The Good Fight Against Goldman



  • By Lee Harris, professor of corporate law at the University of Memphis and author, most recently, of Mastering Corporations and Other Business Entities.

    Goldman Sachs, the former bailed out investment bank, wastes too much of the corporate wad on lavish compensation arrangements. Notably, for instance, the company recently announced that it was setting aside $16.7 billion for employee compensation. That's around $700,000 per employee. Really.

    At a time when the economy is contracting and job losses expanding, such numbers have observers miffed. At least one pension fund, The Security Police and Fire Professionals of American Retirement Fund, which had invested in Goldman, has hired a lawyer and filed suit to try to put a stop the payout.

    Fortunately, such suits raise the issues and send a message to leaders of public companies. But, unfortunately, there's little these shareholders or anyone can actually do to stop the Goldman-like bonanzas.

    As it turns out, pay for performance at many U.S. firms is frequently anything but. Often executives at companies receive lavish incomes for average production. Worse, some get fortunes, even though their performance has been subpar. And, worse still, sometimes executives receive sheer windfalls, even while their performance has been awful.

    In fact, the Goldman payout isn't the first time high executive compensation has raised shareholder ire.

    One of the most egregious examples of this occurred thirteen years ago, when Disney agreed to pay Michael Ovitz, their poor performing company president $140 million dollars in severance package. And, the Disney board and CEO agreed to the payout, after Ovitz had performed just over a year's worth of work!

    One of the well known reasons large payouts occur is because of the rampant conflicts of interests that are inherent in many executive compensation decisions. For instance, the CEO plays an important role in selecting the members of the board of directors, which, upon selection, entitles the appointees to very lucrative director fees, stock, and stock options. The CEO's salary, in turn, is determined, by whom-of course, those very directors who owe their appointment in part to the CEO.

    Compensation consultants are brought in to figure whether compensation packages are at market rates. For instance, Disney had a compensation consultant to advise them on how to structure Ovitz's pay at the company.

    But, the compensation consultants are appointed by whom-the very executives and directors for whom they will offer an opinion. If the compensation consultants want future work or, for that matter, board members want to stay in the CEO's good graces, then there are fairly predictable incentives to come back with a very high executive pay numbers.

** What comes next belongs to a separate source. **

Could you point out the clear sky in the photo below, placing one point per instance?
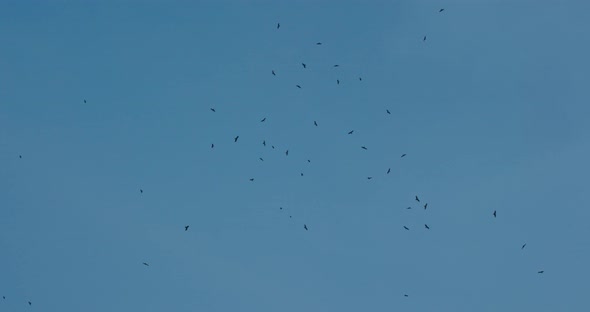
(491, 110)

    Sometimes, as mentioned, stakeholders in US firms-shareholders and the public-fight back. Congress amended the tax code to take away the deductibility that companies who make large salaries receive. And shareholders, incensed by outsized pay arrangements, brought suit against Disney. The Disney shareholders argued to courts in Delaware, where Disney was incorporated, that the directors were uninformed-which they were-the severance was unconscionably large-which it was-and that Mr. Ovtiz was unqualified-which arguably he might have been.

    However, it still remains very much a tough path, fraught with difficulties to try to beat back decisions to take on companies, like Disney, Goldman, or others. Firms can game and restructure compensation arrangements to avoid new changes to the tax code, as they have done with respect to the deductibility provisions.

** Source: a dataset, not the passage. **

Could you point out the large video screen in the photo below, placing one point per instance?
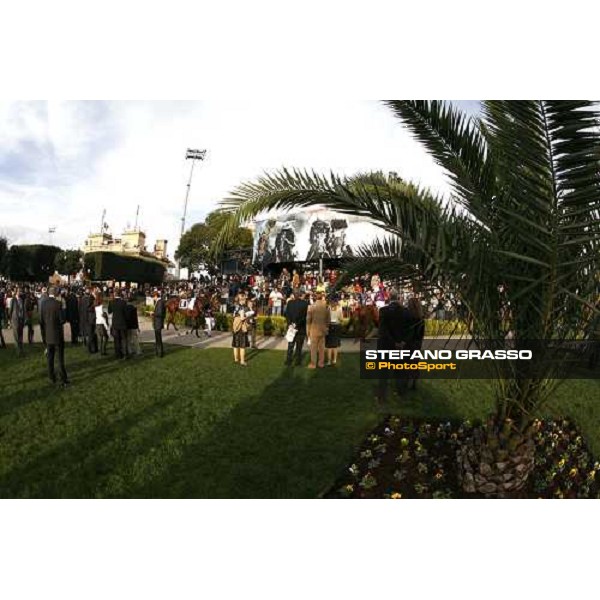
(310, 235)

    And, with respect to a courtroom challenge, judges have been loath to hear shareholders out. There are well-known legal tropes that stop courts from intervening in such decision-making. The importance of "centralized management", the need to avoid "courtroom second-guessing" and so forth mean that courts are inclined to leave levels of compensation up to the directors of firms. It means plaintiffs in cases like Disney's have little legal standing to launch a suit and it means that, even if they take such suits to verdict, they too often lose.

    As a consequence, plaintiffs, like the latest group that has decided to take on Goldman, are swimming upstream and fighting the good fight. Hopefully, this time the plaintiffs will fare better.